Heavy land black-grass project launched in Kent

Article taken from the Agronomist & Arable Farmer

 

Agrovista has set up a new trial site in the South East, investigating ways to control difficult black-grass.


The long-term project, which is sited on heavy land at R Price and Sons, Somerfield Court, Sellindge, Kent, will examine the benefits of cover cropping, spring crops and other cultural controls, backed up with the best chemistry, in reducing black-grass populations in a cereals/oilseed rape rotation.


It is drawing on some of the key development work being undertaken at the company's Project Lamport site in Northamptonshire.


South East technical support manager Rob Purvis said: "It is becoming more evident that the answer is not coming out of a can, and that cultural controls have to come first."


The trials are taking place across several fields, which contain a background population of black-grass that left uncontrolled would typically produce at least 1000 heads/m², said Mr Purvis.


Herbicide trial


Field A has been drilled with winter wheat and contains an extensive herbicide trial.  This consists of 63 different combinations of stacked pre-, peri- and post-emergence residuals and post-emergence contact chemistry, including some recently introduced actives.


"Squeezing every last per cent of control," said Mr Purvis.  "Identifying the right chemical combinations and sequences is crucial to help optimise control."


Hybrid barley

The potential of hybrid barley to compete with black-grass is being assessed in Field B.

Hybrid variety Volume at 250 seeds/m² are being compared.


"The field has had good pre- and post-emergence residual herbicide programmes, but has left an average count on 25 black-grass plants/m².  We will carry out black-grass plants counts in January andhead counts in June."


Companion cropping


Field C is examining the role of companion cropping in oilseed rape to aid establishment after direct drilling, which is known to help black-grass control.

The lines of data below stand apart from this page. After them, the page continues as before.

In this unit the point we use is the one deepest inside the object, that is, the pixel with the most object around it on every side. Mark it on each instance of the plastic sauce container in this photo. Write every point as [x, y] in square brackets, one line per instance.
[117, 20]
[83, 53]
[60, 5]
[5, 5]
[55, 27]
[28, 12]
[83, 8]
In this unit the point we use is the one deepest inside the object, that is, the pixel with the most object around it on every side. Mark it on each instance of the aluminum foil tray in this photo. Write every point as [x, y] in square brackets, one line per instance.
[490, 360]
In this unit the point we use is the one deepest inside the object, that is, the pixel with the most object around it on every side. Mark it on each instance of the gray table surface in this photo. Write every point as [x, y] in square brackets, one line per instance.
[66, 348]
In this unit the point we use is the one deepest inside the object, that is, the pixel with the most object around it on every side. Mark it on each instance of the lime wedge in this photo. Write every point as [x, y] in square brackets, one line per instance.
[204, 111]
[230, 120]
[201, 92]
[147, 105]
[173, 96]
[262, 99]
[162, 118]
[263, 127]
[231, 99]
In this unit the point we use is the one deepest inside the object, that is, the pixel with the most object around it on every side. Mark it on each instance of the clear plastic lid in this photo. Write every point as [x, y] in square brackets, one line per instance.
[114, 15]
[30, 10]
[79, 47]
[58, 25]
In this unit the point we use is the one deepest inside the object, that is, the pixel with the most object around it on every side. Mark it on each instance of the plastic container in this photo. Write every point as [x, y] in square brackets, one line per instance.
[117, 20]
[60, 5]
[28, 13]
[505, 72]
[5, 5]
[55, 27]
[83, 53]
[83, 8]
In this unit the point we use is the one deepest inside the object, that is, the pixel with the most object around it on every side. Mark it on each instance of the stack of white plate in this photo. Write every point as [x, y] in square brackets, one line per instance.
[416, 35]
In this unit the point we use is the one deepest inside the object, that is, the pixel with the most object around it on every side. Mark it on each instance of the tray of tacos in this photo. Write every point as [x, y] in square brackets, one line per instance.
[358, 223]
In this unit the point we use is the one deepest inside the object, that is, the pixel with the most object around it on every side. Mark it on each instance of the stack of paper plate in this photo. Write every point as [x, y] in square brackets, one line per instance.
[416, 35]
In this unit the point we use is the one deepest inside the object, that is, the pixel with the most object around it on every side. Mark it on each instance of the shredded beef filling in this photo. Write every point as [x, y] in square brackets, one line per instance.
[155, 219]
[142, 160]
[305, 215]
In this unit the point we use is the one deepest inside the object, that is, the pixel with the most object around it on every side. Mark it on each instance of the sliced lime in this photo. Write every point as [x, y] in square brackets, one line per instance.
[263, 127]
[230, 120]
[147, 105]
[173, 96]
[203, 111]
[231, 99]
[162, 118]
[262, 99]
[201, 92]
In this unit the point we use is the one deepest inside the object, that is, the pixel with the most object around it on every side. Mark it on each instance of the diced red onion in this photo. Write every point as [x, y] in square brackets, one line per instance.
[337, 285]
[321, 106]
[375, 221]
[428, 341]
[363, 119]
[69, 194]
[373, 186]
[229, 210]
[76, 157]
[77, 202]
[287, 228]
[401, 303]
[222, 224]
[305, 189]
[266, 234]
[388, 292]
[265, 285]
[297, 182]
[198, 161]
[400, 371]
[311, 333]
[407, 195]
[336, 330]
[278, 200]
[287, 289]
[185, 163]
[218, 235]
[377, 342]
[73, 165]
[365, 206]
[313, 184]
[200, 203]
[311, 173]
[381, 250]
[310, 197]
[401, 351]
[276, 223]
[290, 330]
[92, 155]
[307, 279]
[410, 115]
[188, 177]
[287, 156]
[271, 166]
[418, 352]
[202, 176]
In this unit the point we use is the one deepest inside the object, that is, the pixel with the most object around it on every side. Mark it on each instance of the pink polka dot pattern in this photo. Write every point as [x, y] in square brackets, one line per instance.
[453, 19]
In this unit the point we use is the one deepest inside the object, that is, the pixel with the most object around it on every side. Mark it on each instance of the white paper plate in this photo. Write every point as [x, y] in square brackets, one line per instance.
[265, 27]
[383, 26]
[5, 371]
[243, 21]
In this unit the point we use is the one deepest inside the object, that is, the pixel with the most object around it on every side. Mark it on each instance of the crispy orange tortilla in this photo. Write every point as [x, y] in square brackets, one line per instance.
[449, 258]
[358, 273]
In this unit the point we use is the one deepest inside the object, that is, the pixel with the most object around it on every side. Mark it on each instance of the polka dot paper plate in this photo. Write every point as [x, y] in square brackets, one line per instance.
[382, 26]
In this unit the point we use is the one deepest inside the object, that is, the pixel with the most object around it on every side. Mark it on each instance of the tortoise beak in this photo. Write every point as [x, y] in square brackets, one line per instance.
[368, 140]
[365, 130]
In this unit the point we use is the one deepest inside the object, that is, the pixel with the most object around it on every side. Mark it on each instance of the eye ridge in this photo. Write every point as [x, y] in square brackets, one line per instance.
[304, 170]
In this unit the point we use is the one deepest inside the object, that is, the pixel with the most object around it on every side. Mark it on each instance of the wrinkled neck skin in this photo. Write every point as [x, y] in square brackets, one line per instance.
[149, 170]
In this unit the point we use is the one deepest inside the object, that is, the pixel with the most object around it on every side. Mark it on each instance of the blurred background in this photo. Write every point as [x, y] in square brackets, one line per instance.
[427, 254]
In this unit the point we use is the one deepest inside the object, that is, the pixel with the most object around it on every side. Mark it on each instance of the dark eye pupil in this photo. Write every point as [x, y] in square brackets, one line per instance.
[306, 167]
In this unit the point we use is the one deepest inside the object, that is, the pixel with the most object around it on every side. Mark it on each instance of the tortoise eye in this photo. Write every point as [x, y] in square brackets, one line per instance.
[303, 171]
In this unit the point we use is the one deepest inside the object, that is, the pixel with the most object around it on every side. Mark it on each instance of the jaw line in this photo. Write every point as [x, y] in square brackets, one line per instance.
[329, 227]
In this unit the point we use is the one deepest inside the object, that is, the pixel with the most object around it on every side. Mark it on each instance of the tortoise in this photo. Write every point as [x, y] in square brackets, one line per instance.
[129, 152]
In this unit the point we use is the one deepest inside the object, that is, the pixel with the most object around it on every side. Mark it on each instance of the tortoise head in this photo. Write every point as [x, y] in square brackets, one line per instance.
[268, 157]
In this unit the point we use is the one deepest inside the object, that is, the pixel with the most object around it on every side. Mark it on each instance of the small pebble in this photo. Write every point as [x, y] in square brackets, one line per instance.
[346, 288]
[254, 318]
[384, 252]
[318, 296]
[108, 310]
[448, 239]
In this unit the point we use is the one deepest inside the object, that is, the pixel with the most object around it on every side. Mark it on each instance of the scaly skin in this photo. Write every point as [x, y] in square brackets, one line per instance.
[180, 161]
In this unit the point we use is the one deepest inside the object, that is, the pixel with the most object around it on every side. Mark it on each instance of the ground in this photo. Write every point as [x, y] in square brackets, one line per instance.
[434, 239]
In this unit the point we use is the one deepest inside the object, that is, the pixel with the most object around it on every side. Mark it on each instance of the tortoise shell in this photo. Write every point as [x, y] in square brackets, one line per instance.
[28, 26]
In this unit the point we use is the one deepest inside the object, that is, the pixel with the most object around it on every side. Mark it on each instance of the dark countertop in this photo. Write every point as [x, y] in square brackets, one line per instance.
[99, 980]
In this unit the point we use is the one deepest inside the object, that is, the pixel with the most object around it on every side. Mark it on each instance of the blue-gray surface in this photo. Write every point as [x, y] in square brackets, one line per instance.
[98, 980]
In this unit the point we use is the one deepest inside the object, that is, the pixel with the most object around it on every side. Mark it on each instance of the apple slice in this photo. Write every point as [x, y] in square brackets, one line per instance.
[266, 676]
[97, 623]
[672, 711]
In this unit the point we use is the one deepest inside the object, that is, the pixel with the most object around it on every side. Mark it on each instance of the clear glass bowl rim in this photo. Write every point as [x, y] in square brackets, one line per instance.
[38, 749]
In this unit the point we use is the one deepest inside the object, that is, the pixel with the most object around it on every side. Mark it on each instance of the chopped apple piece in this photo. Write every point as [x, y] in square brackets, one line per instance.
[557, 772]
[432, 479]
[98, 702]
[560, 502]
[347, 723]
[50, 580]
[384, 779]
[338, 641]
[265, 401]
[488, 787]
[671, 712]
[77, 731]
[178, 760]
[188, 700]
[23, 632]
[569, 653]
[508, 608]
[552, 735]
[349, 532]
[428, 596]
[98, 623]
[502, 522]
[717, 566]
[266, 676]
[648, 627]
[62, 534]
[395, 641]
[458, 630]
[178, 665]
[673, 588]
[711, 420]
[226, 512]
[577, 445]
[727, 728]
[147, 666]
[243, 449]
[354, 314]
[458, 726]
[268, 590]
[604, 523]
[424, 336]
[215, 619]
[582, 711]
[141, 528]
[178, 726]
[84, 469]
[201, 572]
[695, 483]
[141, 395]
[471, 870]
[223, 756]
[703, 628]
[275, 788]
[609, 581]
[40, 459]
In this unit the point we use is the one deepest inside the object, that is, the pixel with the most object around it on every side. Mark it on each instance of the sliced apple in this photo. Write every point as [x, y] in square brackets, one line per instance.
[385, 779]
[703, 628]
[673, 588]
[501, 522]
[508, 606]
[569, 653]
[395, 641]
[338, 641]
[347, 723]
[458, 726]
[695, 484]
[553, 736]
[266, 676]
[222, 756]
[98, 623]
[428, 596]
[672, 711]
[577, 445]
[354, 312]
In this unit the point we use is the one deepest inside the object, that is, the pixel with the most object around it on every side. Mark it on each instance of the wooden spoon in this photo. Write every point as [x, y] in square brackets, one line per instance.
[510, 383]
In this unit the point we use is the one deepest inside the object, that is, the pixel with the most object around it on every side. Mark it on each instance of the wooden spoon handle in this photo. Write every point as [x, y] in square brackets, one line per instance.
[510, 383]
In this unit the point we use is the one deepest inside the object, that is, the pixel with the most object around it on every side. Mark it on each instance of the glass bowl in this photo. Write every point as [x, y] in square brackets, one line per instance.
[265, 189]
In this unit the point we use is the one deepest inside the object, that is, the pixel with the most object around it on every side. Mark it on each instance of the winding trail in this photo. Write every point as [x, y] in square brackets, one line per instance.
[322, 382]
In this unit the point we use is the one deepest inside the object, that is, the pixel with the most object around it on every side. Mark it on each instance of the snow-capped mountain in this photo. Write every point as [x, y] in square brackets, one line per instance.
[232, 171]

"There is no known resistance to propryzamide, but its level of effectiveness depends greatly on the depth that the black-grass germinates from," Mr Purvis explained.  "The best results come from applications to crops that have been direct drilled."


However, achieving a successful crop through direct drilling can be difficult to achieve with rape, which is a lazy rooter.


"We could do with a method of direct drilling the rape in a way that allows it to root without hindrance.  This field of oilseed rape has been drilled alongside berseem clover, which has an extremely strong rooting capability."


Cover crops and spring drilling

Fields D and E are examining the role of cover crops and delayed/spring drilling to help black-grass control.


"Continuous winter cropping fuels the black-grass problem," said Mr Purvis.  "Black-grass thrives on wet, heavy ground that does not lend itself to the technique.  We need to find a way around this."


Fields were cultivated and drilled with a mixture of black oat and vetch in the autumn, drilled at a low seed rate of 25kg/ha, to allow as much black-grass as possible to germinate to help deplete the seedbank.


"Black oats go on to produce plenty plenty of biomass above and below ground, drying out the soil and leave it in good condition for drilling in the spring."


In field E, the cover crops, along with emerged black-grass, will be destroyed by a glyphosate application prior to drilling with spring barley or spring wheat, Mr Purvis added.


"It will be drilled with as little disturbance of the soil surface as possible to minimise black-grass germination."


Field D was sprayed off in November.  The intention is to drill Belepi wheat as soon as conditions allow.


"The cover crop will have done enough drying out by this time to allow later drilling even on these heavy soil," said Mr Purvis.


"Belepi has a wide sowing window from October through to the end of March, which makes it a very versatile variety."


* Growers in the area will get a chance to see for themselves how the various strategies are working.  A site tour is planned for spring and a follow up in June to see the final results.